Beberapa hari kedepan siswa/i ditingkat Sekolah Menengah Atas dan yang Sederajat akan melaksanakan Ujian Nasional yang diselenggarakan serentang diseluruh Indonesia adalah agenda tahunan yang selalu memicu permasalahan. Hampir setiap tahun dibeberapa daerah akan ditemukan kecurangan pada pelaksanaan UN dimaksud.
Apalagi dampak yang disebabkan UN tersebut terhadap siswa yang tidak lulus memberikan kerugian yang sangat berarti. Antaralain kerugian biaya akibat bertambahny 1 tahun lagi masa sekolah. Disamping itu efek phisikologis yang diterima siswa/i tersebut begitu besar,bahkan mampu memberikan guncangan kejiwaan.
Pada tahun ini kontroversi UN yang bermula dari putusan MA tentang UN, awalnya membawa angin segar. Namun putusan tersebut sama sekali tidak mempengaruhi pelaksanaan UN.
Perguruan tinggi yang akan menjadi Tim Pemantau Independen (TPI) kembali akan melaksanakan tugasnya. Seperti yang terjadi di kampusku IKIP Gunungsitoli telah menjaring mahasiswa yang akan menjadi Tim Pemantau tersebut. TPI ini diharapkan mengawasi agar tidak terjadinya kecurangan, padahal pelaksanaannya kelak TPI bagaikan manusia buta. Seperti pengakuan beberapa teman yang dengan terpaksa menerima uang dari pihat sekolah agar yang bersangkutan tidak persis di lokasi UN pada saat berlangsungnya ujian.
UN bagaikan hantu yang siap-siap memangsa para pelajar. Sehingga UN dihadapi bukan karena kemampuan yang dimiliki. Namun karena ketakutan tidak lulus. Beberapa bulan sebelum pelaksanaan UN siswa/i disibukkan dengan pelajaran tambahan sehingga mengurangi durasi waktu siswa/i tersebut untuk berkomunikasi dengan lingkungan disekitarnya. Kejadian tersebut membuat kejenuhan yang tidak habis-habisnya sehingga menyebabkan rasa bosan dalam membahas mata pelajaran.
UN yang pada tahun ini dipercepat juga memberikan efek buruk. Sebab dalam kurun waktu yang seharusnya 12 bulan seorang guru memberikan materi pelajaran telah berkurang menjadi 9 bulan. Sehingga pemberian materi pelajaran tidak efektif.
Keluh kesah dari pihak sekolah yang berada jauh dari kota juga tidak pernah ditanggapi oleh pemerintah.
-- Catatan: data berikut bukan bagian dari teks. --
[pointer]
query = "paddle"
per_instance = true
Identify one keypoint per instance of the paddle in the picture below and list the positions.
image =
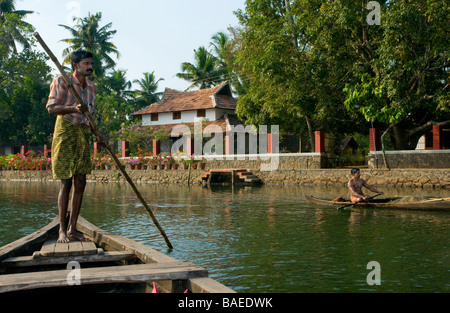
(353, 203)
(97, 134)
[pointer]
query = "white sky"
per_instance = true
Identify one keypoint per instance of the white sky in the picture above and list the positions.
(152, 35)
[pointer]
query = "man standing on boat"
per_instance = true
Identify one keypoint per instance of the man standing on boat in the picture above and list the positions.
(355, 184)
(71, 151)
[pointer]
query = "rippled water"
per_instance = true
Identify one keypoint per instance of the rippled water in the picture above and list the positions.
(261, 239)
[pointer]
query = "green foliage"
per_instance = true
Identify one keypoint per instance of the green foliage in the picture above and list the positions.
(321, 60)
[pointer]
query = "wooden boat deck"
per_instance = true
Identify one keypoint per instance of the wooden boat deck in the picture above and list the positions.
(37, 261)
(437, 204)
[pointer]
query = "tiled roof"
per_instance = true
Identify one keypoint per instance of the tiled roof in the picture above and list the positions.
(224, 123)
(174, 100)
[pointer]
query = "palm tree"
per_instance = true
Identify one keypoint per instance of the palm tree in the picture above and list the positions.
(220, 43)
(88, 35)
(11, 26)
(206, 71)
(147, 93)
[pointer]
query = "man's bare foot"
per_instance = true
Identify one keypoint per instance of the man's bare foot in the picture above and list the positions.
(76, 236)
(62, 238)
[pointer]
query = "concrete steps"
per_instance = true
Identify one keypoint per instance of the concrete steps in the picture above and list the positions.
(230, 176)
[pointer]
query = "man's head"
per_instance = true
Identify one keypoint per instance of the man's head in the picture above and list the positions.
(355, 171)
(82, 62)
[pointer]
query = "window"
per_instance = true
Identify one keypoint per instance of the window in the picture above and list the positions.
(201, 113)
(177, 115)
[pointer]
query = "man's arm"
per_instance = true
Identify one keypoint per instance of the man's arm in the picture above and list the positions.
(59, 109)
(371, 188)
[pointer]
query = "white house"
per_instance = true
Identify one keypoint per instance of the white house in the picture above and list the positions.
(215, 105)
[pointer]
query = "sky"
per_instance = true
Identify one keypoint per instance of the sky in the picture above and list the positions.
(152, 35)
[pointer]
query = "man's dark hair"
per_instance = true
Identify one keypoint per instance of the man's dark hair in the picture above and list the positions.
(79, 55)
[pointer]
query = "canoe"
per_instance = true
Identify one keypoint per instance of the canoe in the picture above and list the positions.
(108, 263)
(394, 203)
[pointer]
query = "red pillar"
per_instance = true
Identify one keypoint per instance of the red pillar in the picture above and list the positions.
(269, 143)
(125, 147)
(190, 146)
(438, 141)
(156, 147)
(95, 149)
(228, 143)
(375, 140)
(320, 141)
(46, 151)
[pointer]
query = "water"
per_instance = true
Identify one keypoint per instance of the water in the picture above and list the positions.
(262, 239)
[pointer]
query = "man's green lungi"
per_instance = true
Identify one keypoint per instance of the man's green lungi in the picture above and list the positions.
(71, 151)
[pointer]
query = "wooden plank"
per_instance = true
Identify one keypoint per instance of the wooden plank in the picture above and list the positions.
(112, 274)
(61, 249)
(207, 285)
(29, 243)
(75, 248)
(25, 261)
(88, 247)
(48, 248)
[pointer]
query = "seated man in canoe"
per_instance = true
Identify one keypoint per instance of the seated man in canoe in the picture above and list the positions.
(355, 184)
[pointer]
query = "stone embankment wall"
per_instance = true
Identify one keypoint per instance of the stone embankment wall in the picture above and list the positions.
(432, 178)
(289, 169)
(411, 159)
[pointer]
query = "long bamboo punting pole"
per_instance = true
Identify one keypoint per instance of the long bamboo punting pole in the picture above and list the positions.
(97, 134)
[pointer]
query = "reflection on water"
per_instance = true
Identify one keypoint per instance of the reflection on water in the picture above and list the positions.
(264, 239)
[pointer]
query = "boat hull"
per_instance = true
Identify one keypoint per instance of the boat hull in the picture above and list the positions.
(119, 265)
(385, 204)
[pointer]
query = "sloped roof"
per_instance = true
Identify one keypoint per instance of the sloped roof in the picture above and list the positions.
(224, 123)
(174, 100)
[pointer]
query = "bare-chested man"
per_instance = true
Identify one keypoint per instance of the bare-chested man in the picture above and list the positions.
(355, 184)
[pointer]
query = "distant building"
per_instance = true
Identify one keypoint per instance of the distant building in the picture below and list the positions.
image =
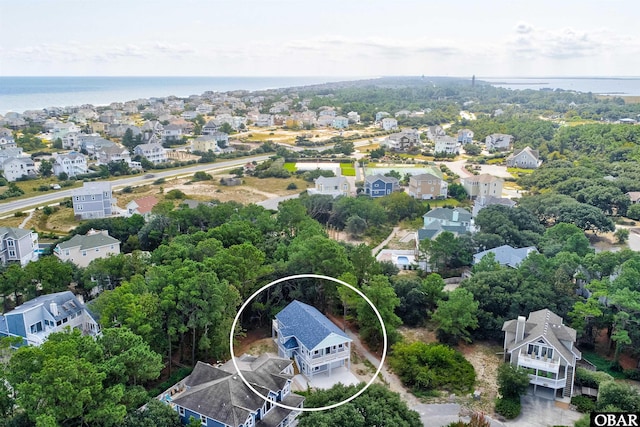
(73, 164)
(153, 152)
(506, 255)
(340, 122)
(18, 167)
(498, 142)
(446, 144)
(38, 318)
(380, 185)
(334, 186)
(81, 250)
(93, 200)
(465, 136)
(389, 123)
(141, 206)
(525, 158)
(482, 185)
(18, 245)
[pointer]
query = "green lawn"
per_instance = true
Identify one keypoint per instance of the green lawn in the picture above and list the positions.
(347, 169)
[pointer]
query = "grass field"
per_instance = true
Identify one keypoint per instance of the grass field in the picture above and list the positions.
(347, 169)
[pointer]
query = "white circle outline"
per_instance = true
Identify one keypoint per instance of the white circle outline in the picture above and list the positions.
(306, 276)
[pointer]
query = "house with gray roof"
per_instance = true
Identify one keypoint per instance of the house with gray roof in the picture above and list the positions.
(546, 348)
(315, 343)
(217, 397)
(380, 185)
(36, 319)
(334, 186)
(18, 245)
(506, 255)
(526, 158)
(81, 250)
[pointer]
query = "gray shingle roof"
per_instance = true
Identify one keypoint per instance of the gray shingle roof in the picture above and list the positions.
(219, 394)
(307, 324)
(547, 325)
(90, 241)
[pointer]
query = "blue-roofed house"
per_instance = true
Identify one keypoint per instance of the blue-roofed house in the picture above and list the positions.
(315, 343)
(36, 319)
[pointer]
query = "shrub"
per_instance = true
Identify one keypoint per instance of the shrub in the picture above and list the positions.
(583, 404)
(508, 407)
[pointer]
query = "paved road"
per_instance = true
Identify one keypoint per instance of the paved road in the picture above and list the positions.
(50, 197)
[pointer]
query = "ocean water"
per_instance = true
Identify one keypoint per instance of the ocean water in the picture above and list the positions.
(629, 86)
(31, 93)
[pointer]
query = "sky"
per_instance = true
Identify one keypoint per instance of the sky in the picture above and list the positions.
(496, 38)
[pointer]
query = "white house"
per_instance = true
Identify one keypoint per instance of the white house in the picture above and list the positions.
(73, 164)
(153, 152)
(389, 123)
(315, 343)
(81, 250)
(545, 347)
(18, 167)
(446, 144)
(38, 318)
Sekolah yang kurang memiliki unsur pendukung terlaksananya proses belajar mengajar yang baik dipaksakan turut serta dalam standarisasi UN yang telah ditetapkan setiap tahunnya. Sehingga untuk memenuhi hal tersebut pihak sekolah yang tidak menginginkan siswa/i-nya tidak lulus melakukan berbagai cara untuk membantu.
Semua kejadian pada UN setiap tahunnya tidak pernah di evaluasi, sehingga kejadian yang sama kerap terjadi kembali. Untuk itu sebaiknya UN tidak dijadikan sebagai suatu proses menentukan lulus. Kelulusan kiranya dikembalikan ke pihak sekolah untuk menentukan. Namun UN dilaksanakan sebagai cara mengukur mutu pendidikan sekolah atau daerah tertentu. Sehingga peningkatan mutu pendidikan lebih terarah.